Although this news initially shocks Bev and Russ, they refuse to take back the house, despite Karl’s insistent requests that they do. They are a couple with truly good intentions and treat Francine, their Black maid, and her husband with great kindness. Karl begs them to consider what is best for the community, but Russ states that the community never helped them and being all White has not made it perfect. It is revealed that Russ and Bev’s son, Kenneth, killed himself after coming back from the Korean War and being viewed as a killer of the innocent in Clybourne Park.
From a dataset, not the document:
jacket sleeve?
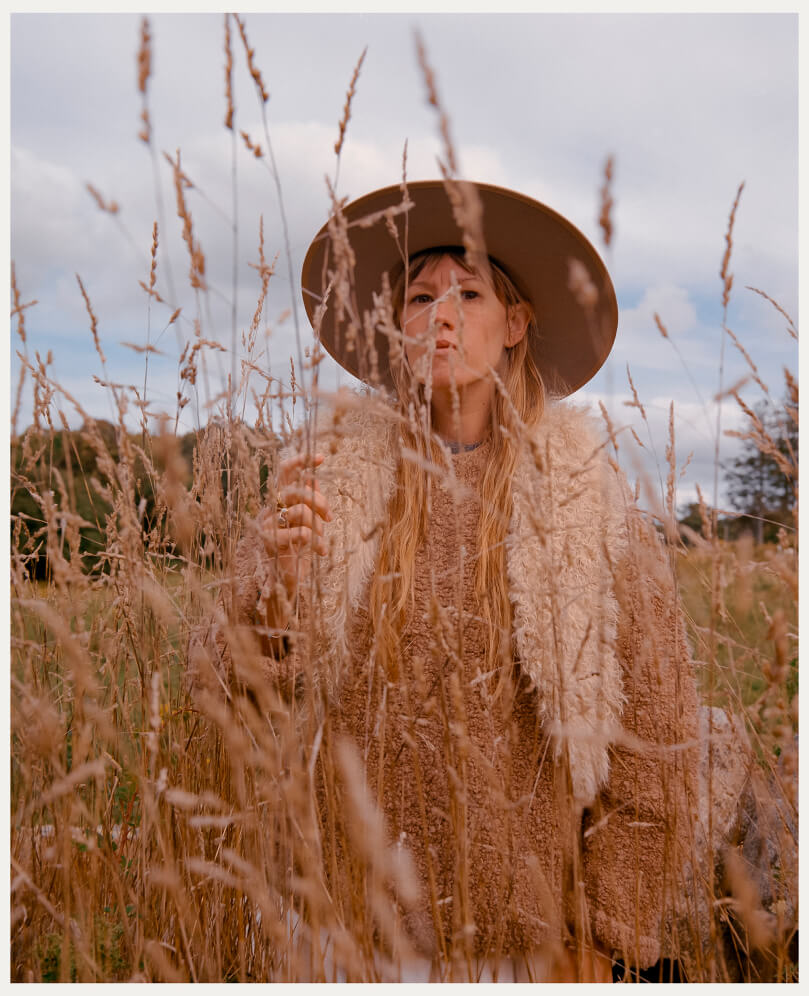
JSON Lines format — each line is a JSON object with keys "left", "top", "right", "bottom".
{"left": 187, "top": 524, "right": 305, "bottom": 707}
{"left": 582, "top": 517, "right": 700, "bottom": 969}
Act II takes place fifty years later and a similar situation is unfolding once again in Clybourne Park, but the roles have switched. Clybourne Park is now an all-Black community and a White family is moving in with the intent to completely remodel the house. The Black couple that is selling the house, played by the actors who played Francine and her husband in Act I, does not want a White family to come in and remodel the house, changing the look of the historic neighborhood.
Lena and Kevin, the Black couple, associate the identity of the community with its rich history and the race of its occupants. Lena especially believes that if a White family comes in and updates the house, then they will be erasing the history behind the house and what her family and race had to go through to be able to live in Clybourne Park.
The identity of the community of Clybourne Park is deeply rooted in race. When it is an all-White community, it is viewed as the picture of suburban perfection. Respectable families who live beyond their means with servants and random items, like a chafing dish, that they don’t use everyday occupy the houses in the neighborhood. However, beyond this facade of perfection lies flaws. Clybourne Park and its members believe the town to be perfect, but this perfect town drove a young man to commit suicide.
When Clybourne Park is an all-Black community, its identity is associated with working families who utilize their perseverance to overcome race obstacles and build themselves a neighborhood that may be shabby in some ways, but is rooted in hard work. Both of these identities is threatened when new families of different races intend to move in. Both the community of Clybourne Park and the individuals who occupy it associate their identities with race and its implications. However, race is not indicative of the traits a person will possess or the identity they occupy. In both the past and the present, race has come to be a primary indicator of identity, but it is socially constructed and the differences it creates between people are merely physical. Race as a formulator of identity is a sad indicator of where society has been and how far it has left to come.